Pues, después de andar unos meses en la vida perra, extrañaba ser el peón de Gloria, prima de Eli. Llegué a echar de menos mi pueblo, ahí cosechábamos las cerezas de café cuando estaban maduras.

Nuestra actividad era el «Picking». Seleccionábamos y recogíamos manualmente, para producir una cosecha homogénea. A decir verdad, nunca tuve madera para trabajos de oficina. No tuve nunca un disfraz de empresario, ni corbatas, ni mocasines italianos, nada.

El caso por momentos sentí la nostalgia en mi pecho. En la ciudad todo es diferente, no hay trabajo bruto, ni chacareros, ni puercos, ni gallos cantando al aparecer en el horizonte la luz del sol.

Aquí solamente me dedicaba a trabajar en la tienda de camping, hacer los inventarios y rascarme el ombligo. Detrás de un mostrador de madera, bebiendo tequila en una cantimplora, de manchas verdes y grises, al estilo militar.

Sin embargo mi nueva casa era bastante espaciosa, con un galpón lleno de chirimbolos, que los antiguos propietarios dejaron abandonados.

El dueño de la tienda era un narigueta y simplón, me había preguntado si sentía la soledad, entonces le conté que antes era un pueblero, que siempre trabajé bajo el viento y el sol abrasador.

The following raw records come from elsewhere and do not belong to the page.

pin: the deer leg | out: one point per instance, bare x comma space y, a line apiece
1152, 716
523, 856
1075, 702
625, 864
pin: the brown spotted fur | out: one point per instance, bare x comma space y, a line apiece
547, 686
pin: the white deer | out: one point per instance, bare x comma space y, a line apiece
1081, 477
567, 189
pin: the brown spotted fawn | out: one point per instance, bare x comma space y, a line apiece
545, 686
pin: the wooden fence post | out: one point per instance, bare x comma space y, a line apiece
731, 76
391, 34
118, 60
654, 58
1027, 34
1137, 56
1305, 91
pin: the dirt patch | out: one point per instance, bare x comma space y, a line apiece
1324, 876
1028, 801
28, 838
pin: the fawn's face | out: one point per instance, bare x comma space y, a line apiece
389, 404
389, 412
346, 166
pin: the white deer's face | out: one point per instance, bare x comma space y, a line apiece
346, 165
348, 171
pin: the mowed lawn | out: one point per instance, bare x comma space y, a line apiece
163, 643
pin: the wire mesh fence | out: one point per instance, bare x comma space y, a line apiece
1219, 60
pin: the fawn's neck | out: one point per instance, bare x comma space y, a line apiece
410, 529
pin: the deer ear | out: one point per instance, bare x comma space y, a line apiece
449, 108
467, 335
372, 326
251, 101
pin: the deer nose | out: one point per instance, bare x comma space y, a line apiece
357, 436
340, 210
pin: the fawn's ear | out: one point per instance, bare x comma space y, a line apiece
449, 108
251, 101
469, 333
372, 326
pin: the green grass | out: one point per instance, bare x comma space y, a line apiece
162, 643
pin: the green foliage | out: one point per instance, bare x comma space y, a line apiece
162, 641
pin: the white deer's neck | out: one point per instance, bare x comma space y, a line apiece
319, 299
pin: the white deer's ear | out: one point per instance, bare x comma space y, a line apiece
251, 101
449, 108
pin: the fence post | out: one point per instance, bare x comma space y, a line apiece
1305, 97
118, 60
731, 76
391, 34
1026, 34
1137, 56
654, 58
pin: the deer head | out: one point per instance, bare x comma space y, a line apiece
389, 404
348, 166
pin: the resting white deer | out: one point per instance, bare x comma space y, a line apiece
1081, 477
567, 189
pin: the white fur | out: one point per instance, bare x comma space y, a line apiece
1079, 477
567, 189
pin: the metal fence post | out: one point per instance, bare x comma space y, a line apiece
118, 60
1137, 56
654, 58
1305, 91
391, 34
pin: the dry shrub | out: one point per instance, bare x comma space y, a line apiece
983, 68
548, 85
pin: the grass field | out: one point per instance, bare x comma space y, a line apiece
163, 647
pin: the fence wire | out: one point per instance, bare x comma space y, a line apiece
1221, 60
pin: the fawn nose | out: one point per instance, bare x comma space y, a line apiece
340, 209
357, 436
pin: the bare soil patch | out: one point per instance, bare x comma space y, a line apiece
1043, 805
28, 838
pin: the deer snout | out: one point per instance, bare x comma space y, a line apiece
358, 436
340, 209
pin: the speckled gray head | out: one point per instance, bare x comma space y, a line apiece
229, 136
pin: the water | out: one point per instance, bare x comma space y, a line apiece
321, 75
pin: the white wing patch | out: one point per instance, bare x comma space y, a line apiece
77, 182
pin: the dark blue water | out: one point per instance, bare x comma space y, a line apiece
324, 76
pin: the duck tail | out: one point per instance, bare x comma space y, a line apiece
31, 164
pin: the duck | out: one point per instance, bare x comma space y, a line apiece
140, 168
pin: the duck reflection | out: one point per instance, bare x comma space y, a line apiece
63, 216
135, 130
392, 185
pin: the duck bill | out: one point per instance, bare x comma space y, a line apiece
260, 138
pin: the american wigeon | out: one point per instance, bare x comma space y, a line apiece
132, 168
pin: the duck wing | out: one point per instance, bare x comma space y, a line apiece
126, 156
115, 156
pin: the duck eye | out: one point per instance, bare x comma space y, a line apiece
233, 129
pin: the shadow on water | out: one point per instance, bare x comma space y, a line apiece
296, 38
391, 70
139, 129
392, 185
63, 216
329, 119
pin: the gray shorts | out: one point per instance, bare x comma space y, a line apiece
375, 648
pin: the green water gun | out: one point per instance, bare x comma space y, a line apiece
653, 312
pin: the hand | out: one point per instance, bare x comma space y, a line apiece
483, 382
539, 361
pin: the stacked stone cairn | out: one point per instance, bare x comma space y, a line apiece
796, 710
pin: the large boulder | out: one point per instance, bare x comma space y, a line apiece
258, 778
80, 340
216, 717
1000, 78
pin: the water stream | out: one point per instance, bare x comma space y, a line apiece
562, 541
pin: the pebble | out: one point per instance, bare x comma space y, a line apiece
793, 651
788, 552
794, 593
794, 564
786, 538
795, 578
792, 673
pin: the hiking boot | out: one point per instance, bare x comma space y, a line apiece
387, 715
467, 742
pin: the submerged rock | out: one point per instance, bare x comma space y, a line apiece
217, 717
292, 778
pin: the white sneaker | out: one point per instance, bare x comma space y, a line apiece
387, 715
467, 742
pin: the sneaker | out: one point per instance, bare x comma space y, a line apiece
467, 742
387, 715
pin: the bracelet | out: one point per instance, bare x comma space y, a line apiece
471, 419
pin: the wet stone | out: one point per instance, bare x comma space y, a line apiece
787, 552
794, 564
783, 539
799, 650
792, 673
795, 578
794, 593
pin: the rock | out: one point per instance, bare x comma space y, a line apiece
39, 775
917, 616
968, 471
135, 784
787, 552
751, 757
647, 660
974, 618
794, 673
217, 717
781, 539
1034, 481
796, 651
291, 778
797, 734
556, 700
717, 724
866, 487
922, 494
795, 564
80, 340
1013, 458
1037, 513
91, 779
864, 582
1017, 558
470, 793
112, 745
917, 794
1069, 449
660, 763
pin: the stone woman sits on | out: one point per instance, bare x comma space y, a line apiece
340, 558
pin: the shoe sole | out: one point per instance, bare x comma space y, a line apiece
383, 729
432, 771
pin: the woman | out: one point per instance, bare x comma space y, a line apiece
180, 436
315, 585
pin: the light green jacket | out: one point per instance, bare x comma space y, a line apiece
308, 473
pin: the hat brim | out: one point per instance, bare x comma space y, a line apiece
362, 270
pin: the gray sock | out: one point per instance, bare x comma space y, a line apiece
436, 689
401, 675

Él dijo que yo podría ser un logrero, un joven que se afana por complacer a una gringa, que por lo visto, no era tarea fácil, atraer a alguien que no se muestra compasiva con mis flaquezas. Pero claro está, que todo el mundo tiene debilidades, para algunos es el juego, para otros la guita y para otros son las minas.